Harper Lee created Scout, a young character. The story was from her point of view. Scout was designed to tell the story, To Kill a Mockingbird for exactly how it was. Lee didn’t want any racist views; she wanted an innocent view. Scout asks Atticus, “Then why Cecil say you defended niggers? He made it sound like you were runnin’ a still.” Atticus replies, ”I'm simply defending a negro”(Lee75) Scout is unable to blame an innocent man because she is raised properly. She is taught to be fair. She is taught to be respectful and put aside the shade of a persons skin.“Were making a step-its just a baby-step; but its a step” (Lee216), Scout says this after the Tom Robinson case, she understands the jury’s mind was opaque. The jury was unable to look past the color of Tom’s skin and sent him to jail. Although, she is aware that this case has opened a few eyes,especially a few white’s eyes. Some other whites have observed racism impacting Maycomb and the decisions of Maycomb. Real eyes, realize, real lies. Dill, a boy about 10 years old from Michigan, gets attached to the Tom Robinson case. “The way that man called him ‘boy’ all the time an‘ sneered at him, an’ looked around at the jury every time he answered—” Scout answers, "Well, Dill, after all he’s just a Nigger” Dill replied, ‘I don’t care one speck-it ain’t right, somehow it ain’t right to do ‘em that way. Hasn’t anybody got any business talkin’ like that-it just makes me sick.” (Lee199) Mr. Gilmer calls Tom Robinson “boy” repetitively to degrade Tom; while Tom stays respectful. Dill realizes what is occurring, he runs out of the courtroom wailing. He only sees an innocent man being despised by the jury and Mr. Gilmer for a crime he didn’t do: not a “nigger” who is going against a white man’s word. Jem states after Tom Robinson is claimed guilty, "I think I’ll be a clown when I get grown,' said Dill 'There ain’t one thing in this world I can do about folks except laugh, so I’m gonna join the circus and laugh my head off.” Dill wants the innocence of childhood that has not been discolored by the cold-hearted trial. Saying that all he can do about folks, with the mental disability called racism, is laugh. He notices how everyone ignores all the facts just to put a “nigger” in jail.“I always thought Maycomb folks were the best folks in the world, least that’s what they seemed like” (Lee215). Real eyes, realize, real lies.

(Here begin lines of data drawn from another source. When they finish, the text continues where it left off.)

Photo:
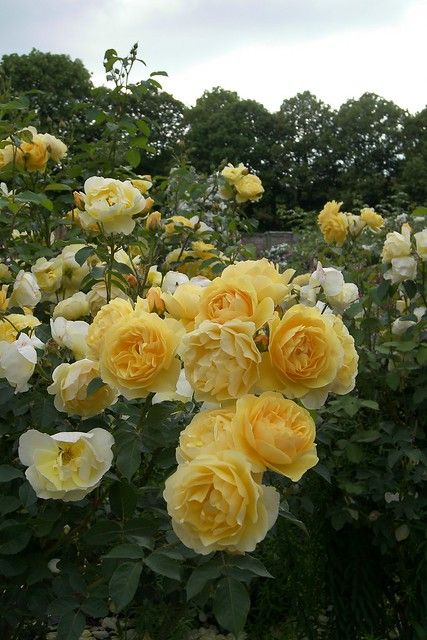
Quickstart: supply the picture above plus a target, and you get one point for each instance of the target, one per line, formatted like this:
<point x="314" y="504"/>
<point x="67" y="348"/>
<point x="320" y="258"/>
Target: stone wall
<point x="268" y="239"/>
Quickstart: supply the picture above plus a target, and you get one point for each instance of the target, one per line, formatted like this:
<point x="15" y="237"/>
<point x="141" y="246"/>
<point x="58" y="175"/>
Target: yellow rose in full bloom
<point x="70" y="384"/>
<point x="372" y="219"/>
<point x="221" y="361"/>
<point x="111" y="204"/>
<point x="138" y="355"/>
<point x="307" y="353"/>
<point x="106" y="318"/>
<point x="233" y="174"/>
<point x="208" y="432"/>
<point x="13" y="323"/>
<point x="333" y="223"/>
<point x="265" y="278"/>
<point x="248" y="188"/>
<point x="216" y="505"/>
<point x="66" y="466"/>
<point x="225" y="299"/>
<point x="275" y="434"/>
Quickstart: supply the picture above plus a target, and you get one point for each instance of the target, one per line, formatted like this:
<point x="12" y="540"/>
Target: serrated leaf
<point x="124" y="583"/>
<point x="231" y="605"/>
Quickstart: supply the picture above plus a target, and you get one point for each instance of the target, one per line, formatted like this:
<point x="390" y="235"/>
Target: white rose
<point x="66" y="466"/>
<point x="18" y="360"/>
<point x="71" y="334"/>
<point x="26" y="291"/>
<point x="72" y="308"/>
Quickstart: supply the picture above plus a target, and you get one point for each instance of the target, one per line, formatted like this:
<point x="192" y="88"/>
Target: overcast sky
<point x="267" y="50"/>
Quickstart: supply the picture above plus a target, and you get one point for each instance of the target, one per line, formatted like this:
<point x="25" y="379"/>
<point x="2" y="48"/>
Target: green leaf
<point x="131" y="551"/>
<point x="124" y="583"/>
<point x="122" y="500"/>
<point x="94" y="386"/>
<point x="231" y="605"/>
<point x="71" y="626"/>
<point x="164" y="565"/>
<point x="7" y="473"/>
<point x="201" y="576"/>
<point x="83" y="254"/>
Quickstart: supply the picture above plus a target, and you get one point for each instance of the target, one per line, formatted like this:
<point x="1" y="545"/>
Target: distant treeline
<point x="306" y="153"/>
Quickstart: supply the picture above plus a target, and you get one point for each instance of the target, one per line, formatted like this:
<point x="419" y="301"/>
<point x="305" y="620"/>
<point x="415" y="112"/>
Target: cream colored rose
<point x="13" y="323"/>
<point x="233" y="174"/>
<point x="421" y="240"/>
<point x="225" y="300"/>
<point x="111" y="204"/>
<point x="71" y="334"/>
<point x="275" y="434"/>
<point x="307" y="354"/>
<point x="70" y="386"/>
<point x="249" y="188"/>
<point x="26" y="291"/>
<point x="333" y="223"/>
<point x="48" y="274"/>
<point x="66" y="466"/>
<point x="106" y="318"/>
<point x="373" y="220"/>
<point x="397" y="245"/>
<point x="18" y="360"/>
<point x="221" y="361"/>
<point x="72" y="308"/>
<point x="208" y="432"/>
<point x="265" y="277"/>
<point x="138" y="355"/>
<point x="216" y="505"/>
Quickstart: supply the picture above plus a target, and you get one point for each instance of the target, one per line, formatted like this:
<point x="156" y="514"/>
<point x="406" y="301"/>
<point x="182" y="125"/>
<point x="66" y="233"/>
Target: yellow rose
<point x="275" y="434"/>
<point x="70" y="384"/>
<point x="333" y="223"/>
<point x="225" y="300"/>
<point x="372" y="219"/>
<point x="208" y="432"/>
<point x="306" y="355"/>
<point x="66" y="466"/>
<point x="13" y="323"/>
<point x="265" y="277"/>
<point x="138" y="355"/>
<point x="232" y="174"/>
<point x="33" y="156"/>
<point x="248" y="188"/>
<point x="111" y="204"/>
<point x="106" y="318"/>
<point x="48" y="274"/>
<point x="221" y="361"/>
<point x="216" y="505"/>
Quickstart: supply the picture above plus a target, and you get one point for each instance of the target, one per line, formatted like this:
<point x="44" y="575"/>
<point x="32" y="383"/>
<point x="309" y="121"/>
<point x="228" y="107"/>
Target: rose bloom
<point x="225" y="300"/>
<point x="13" y="323"/>
<point x="216" y="505"/>
<point x="275" y="434"/>
<point x="72" y="308"/>
<point x="208" y="432"/>
<point x="221" y="361"/>
<point x="421" y="240"/>
<point x="70" y="383"/>
<point x="333" y="223"/>
<point x="112" y="204"/>
<point x="138" y="355"/>
<point x="48" y="274"/>
<point x="106" y="318"/>
<point x="66" y="466"/>
<point x="248" y="188"/>
<point x="307" y="354"/>
<point x="397" y="245"/>
<point x="372" y="219"/>
<point x="265" y="277"/>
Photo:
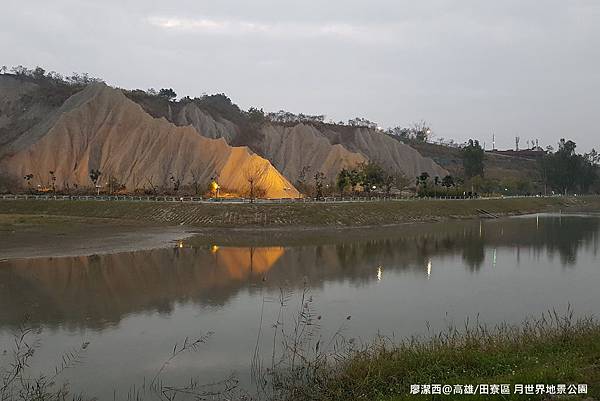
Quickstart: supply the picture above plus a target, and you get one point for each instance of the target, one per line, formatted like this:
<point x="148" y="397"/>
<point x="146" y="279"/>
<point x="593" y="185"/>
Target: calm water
<point x="134" y="307"/>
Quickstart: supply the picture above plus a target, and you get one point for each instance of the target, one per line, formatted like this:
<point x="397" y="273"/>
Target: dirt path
<point x="50" y="236"/>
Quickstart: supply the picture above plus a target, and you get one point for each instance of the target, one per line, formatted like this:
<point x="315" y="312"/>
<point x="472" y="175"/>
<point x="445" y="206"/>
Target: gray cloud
<point x="470" y="68"/>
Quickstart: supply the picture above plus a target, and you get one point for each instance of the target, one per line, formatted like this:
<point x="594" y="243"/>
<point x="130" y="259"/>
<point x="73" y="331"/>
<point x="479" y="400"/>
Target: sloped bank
<point x="297" y="216"/>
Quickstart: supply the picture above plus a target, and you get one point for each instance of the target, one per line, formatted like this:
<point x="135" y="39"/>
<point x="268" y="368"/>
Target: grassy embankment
<point x="553" y="350"/>
<point x="357" y="214"/>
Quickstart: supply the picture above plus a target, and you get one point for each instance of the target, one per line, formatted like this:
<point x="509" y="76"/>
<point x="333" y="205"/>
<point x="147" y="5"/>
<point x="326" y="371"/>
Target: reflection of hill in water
<point x="99" y="290"/>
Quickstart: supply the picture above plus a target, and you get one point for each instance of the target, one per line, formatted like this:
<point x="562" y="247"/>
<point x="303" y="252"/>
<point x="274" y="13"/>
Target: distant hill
<point x="498" y="166"/>
<point x="144" y="140"/>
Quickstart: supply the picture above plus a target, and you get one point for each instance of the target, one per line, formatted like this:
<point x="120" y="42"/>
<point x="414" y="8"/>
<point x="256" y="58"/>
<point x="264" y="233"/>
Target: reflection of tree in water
<point x="473" y="252"/>
<point x="98" y="291"/>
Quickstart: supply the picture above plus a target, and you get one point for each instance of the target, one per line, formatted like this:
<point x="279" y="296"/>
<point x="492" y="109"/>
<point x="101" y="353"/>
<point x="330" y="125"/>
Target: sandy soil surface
<point x="39" y="236"/>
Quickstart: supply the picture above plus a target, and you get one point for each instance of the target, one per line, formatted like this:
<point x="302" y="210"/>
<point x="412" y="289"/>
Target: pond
<point x="134" y="307"/>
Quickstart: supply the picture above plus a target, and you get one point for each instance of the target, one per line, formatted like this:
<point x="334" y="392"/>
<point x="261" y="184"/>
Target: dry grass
<point x="551" y="350"/>
<point x="357" y="214"/>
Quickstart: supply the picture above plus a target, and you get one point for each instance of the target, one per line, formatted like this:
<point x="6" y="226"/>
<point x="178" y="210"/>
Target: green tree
<point x="343" y="181"/>
<point x="319" y="184"/>
<point x="562" y="168"/>
<point x="373" y="175"/>
<point x="473" y="156"/>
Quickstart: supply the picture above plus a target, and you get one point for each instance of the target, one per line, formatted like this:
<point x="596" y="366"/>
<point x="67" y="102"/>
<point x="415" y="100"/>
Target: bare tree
<point x="256" y="174"/>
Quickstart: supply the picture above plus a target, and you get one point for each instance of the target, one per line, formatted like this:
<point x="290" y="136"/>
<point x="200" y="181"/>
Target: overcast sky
<point x="468" y="67"/>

Jem, a young boy, is the son of a lawyer. A lawyer that fights for the right thing even when its hard. The lawyer, Atticus, who has not brainwashed his kids to discriminate against a man based off of looks. “It was Jem’s turn to cry. His face was streaked with angry tears as we made our way through the cheerful crowd.”(Lee212) Jem cries because Tom is found guilty, although everyone knows Tom is innocent. Jem is irreproachable because he believes Tom Robinson, a black man, can win against the Ewell’s, a white family, in court.“Doesn’t make it right-you just can’t convict a man with evidence like that. You just can’t” (Lee220) Atticus, Tom’s lawyer/Jem’s dad, provided easy-to-see facts that an eight year old could comprehend, Tom was innocent. Jem had so much hope that Tom wouldn’t be guilty. If the jury was to be a jury of kids, Tom would have been innocent; but since the jury was adults the verdict turned out otherwise.
Growing up is hard when children lose their innocence. The children, Scout, Dill ,and Jem, start to lose their innocence by witnessing Tom who is punished for a crime he did not commit. They start to see how prejudice the world can be. The children will not blame a black man, because he is a “nigger”. They will blame a man for a crime he did commit. “Because you’re children and you can understand it,”(Lee201) Children are the only people whom seemed to see the truth. The only people able to look past the colors. “They've [jury] done it before and they did it tonight [convict a man because he is black] and they'll do it again and when they do it—seems that only children weep. Good night."(Lee213)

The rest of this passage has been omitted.